• 1 Louvai ao SENHOR, porque é bom e amável cantar louvores ao nosso Deus; fica-lhe bem o cântico de louvor.
  • 2 O SENHOR edifica Jerusalém e congrega os dispersos de Israel;
  • 3 sara os de coração quebrantado e lhes pensa as feridas.
  • 4 Conta o número das estrelas, chamando-as todas pelo seu nome.
  • 5 Grande é o Senhor nosso e mui poderoso; o seu entendimento não se pode medir.
  • 6 O SENHOR ampara os humildes e dá com os ímpios em terra.
  • 7 Cantai ao SENHOR com ações de graças; entoai louvores, ao som da harpa, ao nosso Deus,
  • 8 que cobre de nuvens os céus, prepara a chuva para a terra, faz brotar nos montes a erva
  • 9 e dá o alimento aos animais e aos filhos dos corvos, quando clamam.
  • 10 Não faz caso da força do cavalo, nem se compraz nos músculos do guerreiro.
  • 11 Agrada-se o SENHOR dos que o temem e dos que esperam na sua misericórdia.
  • 12 Louva, Jerusalém, ao SENHOR; louva, Sião, ao teu Deus.
  • 13 Pois ele reforçou as trancas das tuas portas e abençoou os teus filhos, dentro de ti;
  • 14 estabeleceu a paz nas tuas fronteiras e te farta com o melhor do trigo.
  • 15 Ele envia as suas ordens à terra, e sua palavra corre velozmente;
  • 16 dá a neve como lã e espalha a geada como cinza.
  • 17 Ele arroja o seu gelo em migalhas; quem resiste ao seu frio?
  • 18 Manda a sua palavra e o derrete; faz soprar o vento, e as águas correm.
  • 19 Mostra a sua palavra a Jacó, as suas leis e os seus preceitos, a Israel.
  • 20 Não fez assim a nenhuma outra nação; todas ignoram os seus preceitos. Aleluia!

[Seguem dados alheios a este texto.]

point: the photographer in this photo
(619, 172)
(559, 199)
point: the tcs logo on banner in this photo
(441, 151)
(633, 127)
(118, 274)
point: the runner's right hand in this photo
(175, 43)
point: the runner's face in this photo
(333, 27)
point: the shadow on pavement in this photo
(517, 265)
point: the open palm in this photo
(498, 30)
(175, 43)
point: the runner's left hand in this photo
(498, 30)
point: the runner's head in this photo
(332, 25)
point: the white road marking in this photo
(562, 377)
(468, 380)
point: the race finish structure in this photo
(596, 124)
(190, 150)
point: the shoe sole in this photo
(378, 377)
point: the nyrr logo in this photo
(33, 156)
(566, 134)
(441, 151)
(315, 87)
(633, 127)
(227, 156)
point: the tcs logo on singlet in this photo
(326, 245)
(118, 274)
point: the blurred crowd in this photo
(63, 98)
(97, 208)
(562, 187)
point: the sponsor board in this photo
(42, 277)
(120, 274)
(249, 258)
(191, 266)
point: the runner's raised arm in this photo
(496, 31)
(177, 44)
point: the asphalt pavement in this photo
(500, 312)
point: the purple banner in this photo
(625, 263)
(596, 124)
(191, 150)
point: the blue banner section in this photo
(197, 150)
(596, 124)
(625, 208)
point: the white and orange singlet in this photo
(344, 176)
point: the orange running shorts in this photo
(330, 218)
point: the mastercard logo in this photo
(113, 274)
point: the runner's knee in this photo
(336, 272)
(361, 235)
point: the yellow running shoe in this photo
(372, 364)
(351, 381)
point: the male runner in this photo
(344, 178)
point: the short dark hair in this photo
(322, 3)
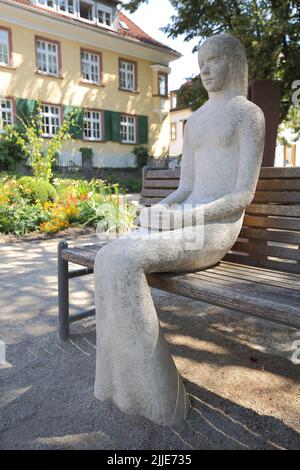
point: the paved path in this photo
(243, 387)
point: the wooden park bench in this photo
(260, 276)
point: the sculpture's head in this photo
(223, 64)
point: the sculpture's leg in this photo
(134, 366)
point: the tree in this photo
(41, 154)
(269, 30)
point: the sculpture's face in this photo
(214, 67)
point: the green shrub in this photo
(10, 153)
(33, 190)
(141, 153)
(21, 219)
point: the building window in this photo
(86, 10)
(47, 57)
(127, 75)
(5, 51)
(104, 15)
(67, 6)
(163, 84)
(6, 113)
(51, 119)
(173, 101)
(92, 125)
(173, 131)
(46, 3)
(128, 129)
(90, 67)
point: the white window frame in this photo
(93, 5)
(164, 76)
(127, 77)
(92, 122)
(91, 65)
(106, 10)
(128, 129)
(8, 112)
(66, 5)
(44, 3)
(6, 52)
(47, 53)
(47, 111)
(173, 131)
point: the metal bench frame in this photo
(276, 206)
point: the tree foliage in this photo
(30, 141)
(269, 30)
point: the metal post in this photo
(63, 293)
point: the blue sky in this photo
(152, 16)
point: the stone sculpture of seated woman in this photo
(223, 147)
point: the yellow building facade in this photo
(86, 57)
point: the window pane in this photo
(127, 75)
(51, 120)
(4, 47)
(128, 129)
(90, 67)
(47, 57)
(6, 113)
(92, 125)
(163, 85)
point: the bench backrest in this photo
(270, 236)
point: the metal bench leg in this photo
(63, 293)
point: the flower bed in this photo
(28, 204)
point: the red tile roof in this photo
(133, 31)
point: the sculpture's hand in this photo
(161, 218)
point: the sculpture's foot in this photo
(161, 411)
(182, 408)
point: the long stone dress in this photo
(223, 146)
(134, 366)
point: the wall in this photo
(178, 117)
(25, 83)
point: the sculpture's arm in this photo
(186, 173)
(151, 217)
(251, 143)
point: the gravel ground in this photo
(243, 386)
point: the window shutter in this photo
(25, 109)
(112, 126)
(107, 125)
(76, 130)
(143, 130)
(115, 127)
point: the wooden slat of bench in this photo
(288, 280)
(274, 209)
(279, 172)
(156, 192)
(158, 174)
(234, 282)
(162, 184)
(263, 263)
(270, 235)
(284, 223)
(264, 249)
(277, 196)
(149, 201)
(271, 302)
(246, 301)
(278, 184)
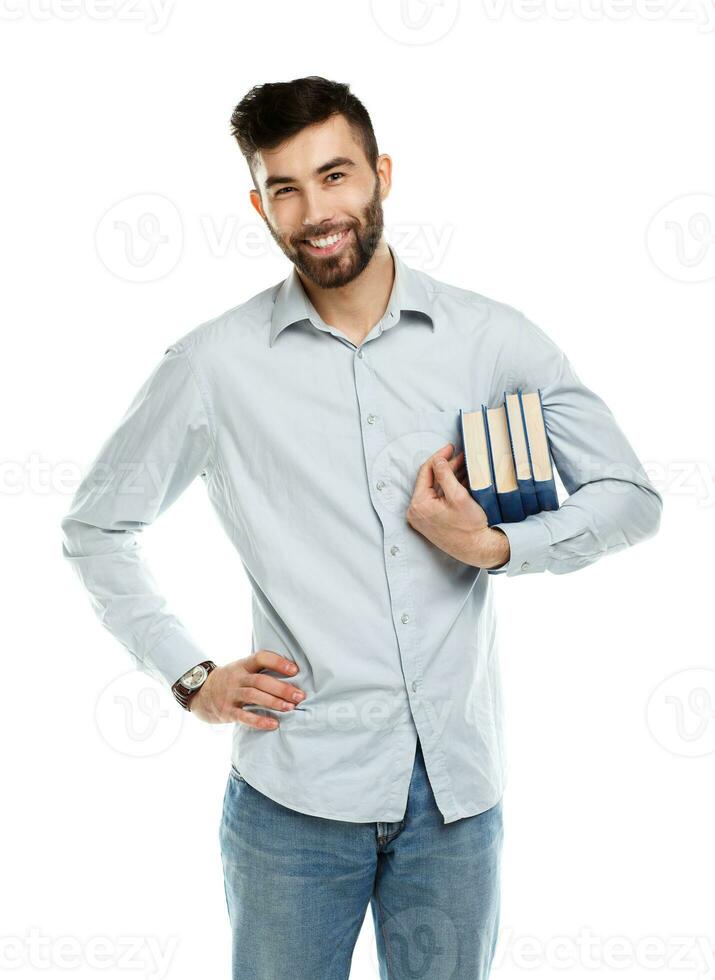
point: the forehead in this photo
(300, 155)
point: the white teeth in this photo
(324, 242)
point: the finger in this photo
(279, 689)
(425, 474)
(268, 659)
(447, 480)
(254, 695)
(253, 721)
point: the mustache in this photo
(323, 234)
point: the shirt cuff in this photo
(529, 544)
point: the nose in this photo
(317, 213)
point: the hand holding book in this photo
(508, 459)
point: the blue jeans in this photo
(297, 888)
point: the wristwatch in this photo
(190, 682)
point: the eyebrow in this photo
(330, 165)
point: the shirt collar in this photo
(409, 292)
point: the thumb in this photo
(444, 474)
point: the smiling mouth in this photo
(328, 243)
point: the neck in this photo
(356, 307)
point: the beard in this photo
(332, 271)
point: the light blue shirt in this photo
(309, 447)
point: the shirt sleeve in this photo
(163, 441)
(611, 503)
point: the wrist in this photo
(496, 550)
(189, 684)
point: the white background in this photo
(534, 149)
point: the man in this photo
(323, 416)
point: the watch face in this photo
(194, 678)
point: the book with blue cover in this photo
(508, 458)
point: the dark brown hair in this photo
(273, 112)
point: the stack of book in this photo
(508, 459)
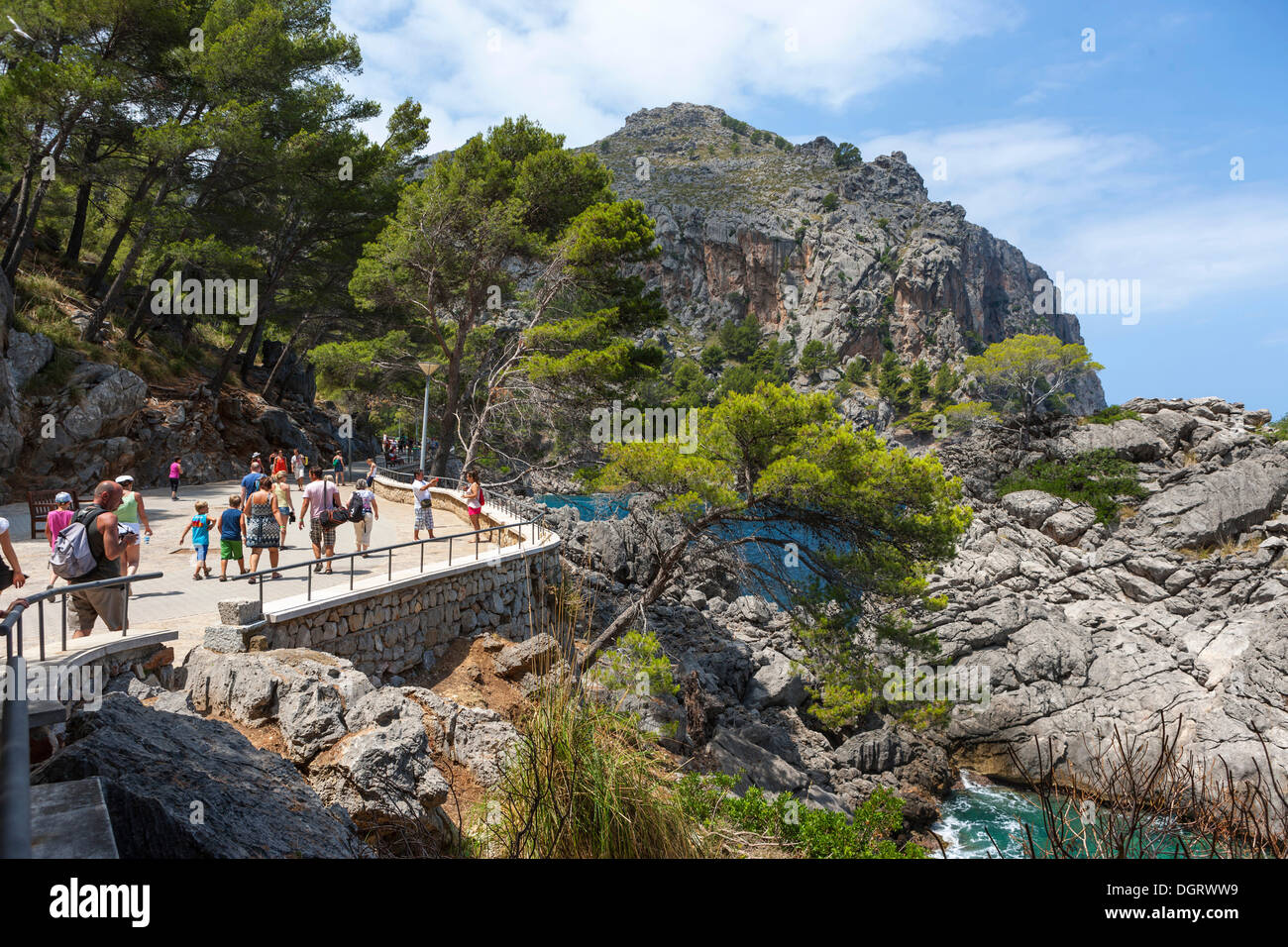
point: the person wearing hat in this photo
(55, 522)
(130, 514)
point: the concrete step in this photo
(69, 819)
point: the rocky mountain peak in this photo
(855, 257)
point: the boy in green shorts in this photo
(200, 526)
(232, 531)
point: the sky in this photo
(1142, 144)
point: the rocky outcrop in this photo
(851, 257)
(1096, 628)
(226, 799)
(366, 749)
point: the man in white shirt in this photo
(421, 496)
(320, 496)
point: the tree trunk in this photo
(226, 365)
(277, 365)
(141, 312)
(447, 431)
(71, 257)
(123, 228)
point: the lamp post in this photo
(429, 368)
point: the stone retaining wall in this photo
(395, 629)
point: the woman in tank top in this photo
(132, 515)
(282, 501)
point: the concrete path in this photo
(180, 603)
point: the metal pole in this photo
(16, 775)
(424, 425)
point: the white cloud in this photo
(579, 65)
(1094, 206)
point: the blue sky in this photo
(1113, 163)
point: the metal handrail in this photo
(266, 575)
(14, 748)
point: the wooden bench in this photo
(42, 501)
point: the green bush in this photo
(583, 783)
(1096, 478)
(811, 832)
(636, 660)
(1111, 414)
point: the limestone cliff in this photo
(858, 257)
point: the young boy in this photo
(232, 530)
(55, 522)
(200, 526)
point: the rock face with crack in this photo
(159, 766)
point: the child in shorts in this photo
(200, 526)
(232, 530)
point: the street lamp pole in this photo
(429, 368)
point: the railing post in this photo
(16, 772)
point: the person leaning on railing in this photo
(107, 543)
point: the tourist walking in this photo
(424, 505)
(133, 517)
(370, 513)
(201, 525)
(320, 496)
(175, 474)
(282, 501)
(473, 495)
(263, 531)
(56, 521)
(232, 528)
(250, 482)
(11, 573)
(107, 544)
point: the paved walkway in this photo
(178, 602)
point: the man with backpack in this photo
(322, 505)
(106, 544)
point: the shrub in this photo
(1096, 478)
(846, 155)
(857, 369)
(585, 784)
(1111, 414)
(636, 660)
(811, 832)
(1278, 431)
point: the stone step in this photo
(69, 819)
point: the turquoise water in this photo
(979, 809)
(978, 821)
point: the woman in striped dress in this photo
(424, 505)
(263, 531)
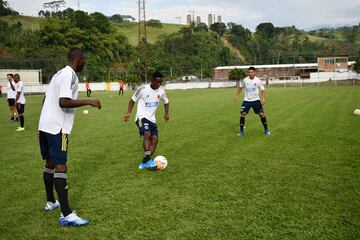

Versículos 1-11: O povo de Deus é exortado a louvá-lo por seus cuidados e misericórdias; 12-20: Pela salvação e prosperidade da Igreja.

Vv. 1-11. Louvar a Deus é uma obra que tem a sua recompensa. É algo lindo; é nossa obrigação e devemos fazê-lo por ser criaturas racionais, e muito mais por sermos o povo participante do pacto de Deus. Por sua graça, reúne os pecadores que estão devastados, e leva-os à sua santa morada. Aqueles a quem Deus cura através das consolações de seu Espírito, fala-lhes de paz e assegura-lhes que os seus pecados são perdoados. Por esta razão que os demais também o louvem. O conhecimento do homem logo terminará; porém, o conhecimento de Deus é de uma profundidade que não pode ser sondada. Apesar de ser tão grande a ponto de constituir-se o Criador das estrelas, portanto, conhecedor do número delas, é condescendente a ponto de ouvir o pecador que tem o coração quebrantado. Apesar de ser aquEle que alimenta os filhotes dos corvos, jamais deixará em necessidades o seu povo que a Ele clama. As nuvens podem parecer pesadas e tristes; porém, sem elas não teríamos chuvas; portanto, não teríamos os alimentos como as frutas. Do mesmo modo, as aflições podem parecer negras e desagradáveis; porém, das nuvens de aflição vêm as chuvas que fazem com que a alma dê os seus frutos agradáveis de justiça. O salmista se deleita, não nas coisas em que os pecadores confiam e vangloriam-se; porém, a seus olhos, a consideração séria e apropriada em relação a Deus é de um valor muito grande. Não temos que sentir dúvidas entre a esperança e o temor, mas agir sob a influência cheia de graça da esperança e do temor juntamente.

Vv. 12-20. A Igreja, como a Jerusalém do passado, edificada e preservada pela sabedoria, poder e bondade de Deus, é exortada a louvá-lo por todos os benefícios e bênçãos que Ele lhe concede; e estas estão representadas por seus favores no curso da Natureza. A Palavra que derrete pode representar o Evangelho do Senhor Jesus Cristo, e o vento faz com que as águas fluam, porque o Espírito é comparado ao vento (Jo 3.8). A graça que converte abranda o coração que estava congelado, derrete-o em lágrimas de arrependimento e faz com que fluam boas reflexões, que antes estavam congeladas e paralisadas. A transformação que é proporcionada por este derretimento é muito evidente; porém, ninguém é capaz de dizer como é que ela ocorre. Esta é a transformação que acontece na conversão de uma alma, quando a Palavra e o Espírito de Deus são enviados a derretê-la e a restaurá-la.